Dépakine: 14000 femmes enceintes exposées

Après le Médiator, le Vioxx, le vaccin H1N1, la maladie de Lyme, et maintenant la Dépakine…Ces scandales s’empilent, mais les autorités que sont le ministère de la santé, l’agence du médicament et les industriels pharmaceutiques, n’ont toujours pas décidé de la marche à suivre pour assainir le circuit du médicament. Une grande partie des professionnels de santé pointe du doigt le lobby pharmaceutique devenu trop puissant.

Par Agence Reuteurs – Plus de 14.000 femmes enceintes ont été “exposées” au valproate de sodium, la substance active de l’antiépileptique Dépakine produit par Sanofi, entre 2007 et 2014 alors que les dangers pour les enfants à naître étaient déjà connus, selon une étude des autorités sanitaires françaises publiée mercredi.

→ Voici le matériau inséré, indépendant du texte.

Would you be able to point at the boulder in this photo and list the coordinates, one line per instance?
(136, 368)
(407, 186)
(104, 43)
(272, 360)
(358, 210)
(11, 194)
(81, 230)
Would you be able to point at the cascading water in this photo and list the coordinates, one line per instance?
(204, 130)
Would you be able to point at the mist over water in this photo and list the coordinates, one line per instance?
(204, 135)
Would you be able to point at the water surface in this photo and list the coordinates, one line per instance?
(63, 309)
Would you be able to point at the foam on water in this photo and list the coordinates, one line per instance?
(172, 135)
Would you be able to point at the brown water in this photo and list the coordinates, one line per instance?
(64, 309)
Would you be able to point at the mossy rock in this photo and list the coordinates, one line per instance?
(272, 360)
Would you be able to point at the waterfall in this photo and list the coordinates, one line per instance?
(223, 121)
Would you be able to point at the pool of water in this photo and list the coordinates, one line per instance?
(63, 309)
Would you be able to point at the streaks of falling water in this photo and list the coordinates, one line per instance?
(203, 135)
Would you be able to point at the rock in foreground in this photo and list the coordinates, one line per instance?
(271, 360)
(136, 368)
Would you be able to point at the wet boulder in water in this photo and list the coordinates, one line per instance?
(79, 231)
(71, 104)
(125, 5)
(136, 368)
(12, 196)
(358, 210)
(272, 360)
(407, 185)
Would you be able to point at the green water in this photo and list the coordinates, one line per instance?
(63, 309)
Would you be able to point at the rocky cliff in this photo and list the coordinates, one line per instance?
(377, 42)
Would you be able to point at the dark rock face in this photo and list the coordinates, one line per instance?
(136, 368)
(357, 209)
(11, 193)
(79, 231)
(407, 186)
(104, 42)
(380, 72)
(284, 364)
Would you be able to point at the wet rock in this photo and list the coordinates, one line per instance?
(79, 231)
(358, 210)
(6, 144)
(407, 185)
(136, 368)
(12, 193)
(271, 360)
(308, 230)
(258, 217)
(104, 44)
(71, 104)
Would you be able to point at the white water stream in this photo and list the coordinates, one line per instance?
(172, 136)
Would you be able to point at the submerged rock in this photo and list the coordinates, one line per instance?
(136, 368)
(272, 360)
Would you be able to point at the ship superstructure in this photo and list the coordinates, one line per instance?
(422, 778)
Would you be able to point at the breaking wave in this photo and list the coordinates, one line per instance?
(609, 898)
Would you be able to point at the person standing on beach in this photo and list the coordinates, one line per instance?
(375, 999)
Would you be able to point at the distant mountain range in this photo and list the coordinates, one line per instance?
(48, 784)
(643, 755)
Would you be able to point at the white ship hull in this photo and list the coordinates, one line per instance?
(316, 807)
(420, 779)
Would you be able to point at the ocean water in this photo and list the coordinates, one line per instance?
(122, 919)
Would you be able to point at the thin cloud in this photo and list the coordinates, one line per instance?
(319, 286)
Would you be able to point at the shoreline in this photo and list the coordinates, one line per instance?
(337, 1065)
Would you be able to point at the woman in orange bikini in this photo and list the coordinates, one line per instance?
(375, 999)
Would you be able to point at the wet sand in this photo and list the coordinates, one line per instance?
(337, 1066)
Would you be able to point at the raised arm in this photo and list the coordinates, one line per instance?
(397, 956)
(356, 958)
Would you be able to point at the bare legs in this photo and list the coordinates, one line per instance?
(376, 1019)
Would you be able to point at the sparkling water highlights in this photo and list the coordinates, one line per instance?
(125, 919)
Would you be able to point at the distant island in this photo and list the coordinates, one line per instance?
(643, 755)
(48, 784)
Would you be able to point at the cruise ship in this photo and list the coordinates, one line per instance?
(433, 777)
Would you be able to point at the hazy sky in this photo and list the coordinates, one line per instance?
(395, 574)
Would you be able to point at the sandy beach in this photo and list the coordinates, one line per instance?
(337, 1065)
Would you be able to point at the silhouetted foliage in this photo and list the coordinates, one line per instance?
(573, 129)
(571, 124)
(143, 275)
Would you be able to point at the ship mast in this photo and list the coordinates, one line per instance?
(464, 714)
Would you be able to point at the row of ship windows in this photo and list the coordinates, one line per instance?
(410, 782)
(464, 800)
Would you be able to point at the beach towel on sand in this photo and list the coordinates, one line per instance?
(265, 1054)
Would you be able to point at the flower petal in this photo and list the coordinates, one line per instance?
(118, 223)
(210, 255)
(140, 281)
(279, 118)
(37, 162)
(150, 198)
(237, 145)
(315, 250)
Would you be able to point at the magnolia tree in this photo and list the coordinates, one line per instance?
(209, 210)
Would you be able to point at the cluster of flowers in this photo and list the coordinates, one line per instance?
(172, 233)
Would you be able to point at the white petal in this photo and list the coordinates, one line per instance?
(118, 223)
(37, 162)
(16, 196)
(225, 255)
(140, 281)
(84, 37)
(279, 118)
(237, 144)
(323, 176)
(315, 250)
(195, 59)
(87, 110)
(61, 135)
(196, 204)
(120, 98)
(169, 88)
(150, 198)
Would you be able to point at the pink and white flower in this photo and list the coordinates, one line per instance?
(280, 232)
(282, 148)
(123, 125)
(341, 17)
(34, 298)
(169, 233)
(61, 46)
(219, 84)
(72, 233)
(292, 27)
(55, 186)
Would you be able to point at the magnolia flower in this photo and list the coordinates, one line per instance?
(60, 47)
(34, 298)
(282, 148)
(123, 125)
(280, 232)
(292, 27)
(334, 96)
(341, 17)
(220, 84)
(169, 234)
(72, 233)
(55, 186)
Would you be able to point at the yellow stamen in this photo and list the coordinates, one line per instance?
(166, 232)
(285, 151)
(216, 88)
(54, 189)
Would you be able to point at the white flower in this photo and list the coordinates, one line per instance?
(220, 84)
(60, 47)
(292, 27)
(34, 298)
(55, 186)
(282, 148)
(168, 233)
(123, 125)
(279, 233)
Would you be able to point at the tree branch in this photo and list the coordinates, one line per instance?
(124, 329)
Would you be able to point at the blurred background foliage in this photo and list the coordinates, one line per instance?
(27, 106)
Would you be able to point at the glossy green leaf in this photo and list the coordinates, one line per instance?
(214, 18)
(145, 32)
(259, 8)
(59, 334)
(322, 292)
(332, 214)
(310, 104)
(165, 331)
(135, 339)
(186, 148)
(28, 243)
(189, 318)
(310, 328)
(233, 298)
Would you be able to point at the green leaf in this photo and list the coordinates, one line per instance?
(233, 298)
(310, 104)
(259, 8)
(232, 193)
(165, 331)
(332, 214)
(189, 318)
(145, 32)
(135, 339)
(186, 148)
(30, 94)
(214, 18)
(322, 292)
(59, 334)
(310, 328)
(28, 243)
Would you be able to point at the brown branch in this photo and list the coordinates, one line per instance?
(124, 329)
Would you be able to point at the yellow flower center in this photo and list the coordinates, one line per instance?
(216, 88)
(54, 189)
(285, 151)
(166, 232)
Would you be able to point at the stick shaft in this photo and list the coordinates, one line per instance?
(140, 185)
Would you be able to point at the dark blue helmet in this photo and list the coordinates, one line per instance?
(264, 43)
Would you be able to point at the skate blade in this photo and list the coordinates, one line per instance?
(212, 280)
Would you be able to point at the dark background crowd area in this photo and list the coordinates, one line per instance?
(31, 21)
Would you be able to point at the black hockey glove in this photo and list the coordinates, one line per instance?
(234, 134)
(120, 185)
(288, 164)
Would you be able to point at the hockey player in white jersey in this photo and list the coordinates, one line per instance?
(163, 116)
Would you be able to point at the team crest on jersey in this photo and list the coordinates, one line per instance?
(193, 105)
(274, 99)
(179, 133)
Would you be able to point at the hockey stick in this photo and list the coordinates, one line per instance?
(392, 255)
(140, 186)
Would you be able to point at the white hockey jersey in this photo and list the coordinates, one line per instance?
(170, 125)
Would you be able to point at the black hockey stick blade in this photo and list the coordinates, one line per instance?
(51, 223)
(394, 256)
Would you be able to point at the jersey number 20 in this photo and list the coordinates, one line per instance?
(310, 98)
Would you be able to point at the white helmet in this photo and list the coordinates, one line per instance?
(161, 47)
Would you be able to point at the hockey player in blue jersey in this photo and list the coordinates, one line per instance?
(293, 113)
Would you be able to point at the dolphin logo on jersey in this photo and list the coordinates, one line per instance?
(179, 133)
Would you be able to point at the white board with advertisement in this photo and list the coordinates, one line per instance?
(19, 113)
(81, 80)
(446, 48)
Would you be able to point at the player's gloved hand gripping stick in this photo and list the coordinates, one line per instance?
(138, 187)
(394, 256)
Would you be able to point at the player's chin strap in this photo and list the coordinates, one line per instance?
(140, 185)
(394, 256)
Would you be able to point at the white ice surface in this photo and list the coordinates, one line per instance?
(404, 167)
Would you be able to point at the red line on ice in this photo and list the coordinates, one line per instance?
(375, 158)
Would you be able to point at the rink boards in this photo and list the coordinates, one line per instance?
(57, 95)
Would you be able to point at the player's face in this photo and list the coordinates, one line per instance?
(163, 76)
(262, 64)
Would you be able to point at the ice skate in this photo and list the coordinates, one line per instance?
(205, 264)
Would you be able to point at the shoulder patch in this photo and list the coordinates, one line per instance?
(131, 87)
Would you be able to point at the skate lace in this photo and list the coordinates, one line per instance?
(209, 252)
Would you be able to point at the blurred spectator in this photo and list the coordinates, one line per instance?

Ces chiffres sont supérieurs à ceux révélés par le Canard Enchaîné début août qui faisait état de 10.000 femmes enceintes concernées par ce qui est qualifié de “scandale sanitaire” par les associations de victimes.

Au total, 14.322 grossesses ont été exposées à l’acide valproïque entre 2007 et 2014, soit environ deux grossesses pour 1.000, selon l’étude de l’Agence nationale de sécurité du médicament (ANSM) et de la Caisse nationale d’assurance-maladie (CNAM).

Les femmes enceintes exposées à l’acide valproïque avaient en moyenne 31,1 ans. Parmi les 8.701 naissances vivantes exposées à l’acide valproïque in utero, 85% ont été exposées au cours des deux premiers mois de grossesse et 88% au cours du premier trimestre.

“Les niveaux d’exposition restent préoccupants malgré une diminution notable de la fréquence d’exposition parmi les femmes enceintes et les femmes en âge de procréer depuis 2007”, relève l’étude. Cette baisse “s’explique probablement par un report des prescriptions vers d’autres alternatives thérapeutiques.”

“Ces résultats suggèrent que l’application des mesures de réduction du risque doit être renforcée”, ajoutent les autorités sanitaires.

Le deuxième volet de l’étude, portant sur les enfants exposés in utero, est attendu pour courant 2017, indique-t-on à l’ANSM.

Dans un communiqué, la ministre de la Santé, Marisol Touraine, précise qu’un dispositif d’indemnisation des victimes sera voté au Parlement d’ici la fin de l’année.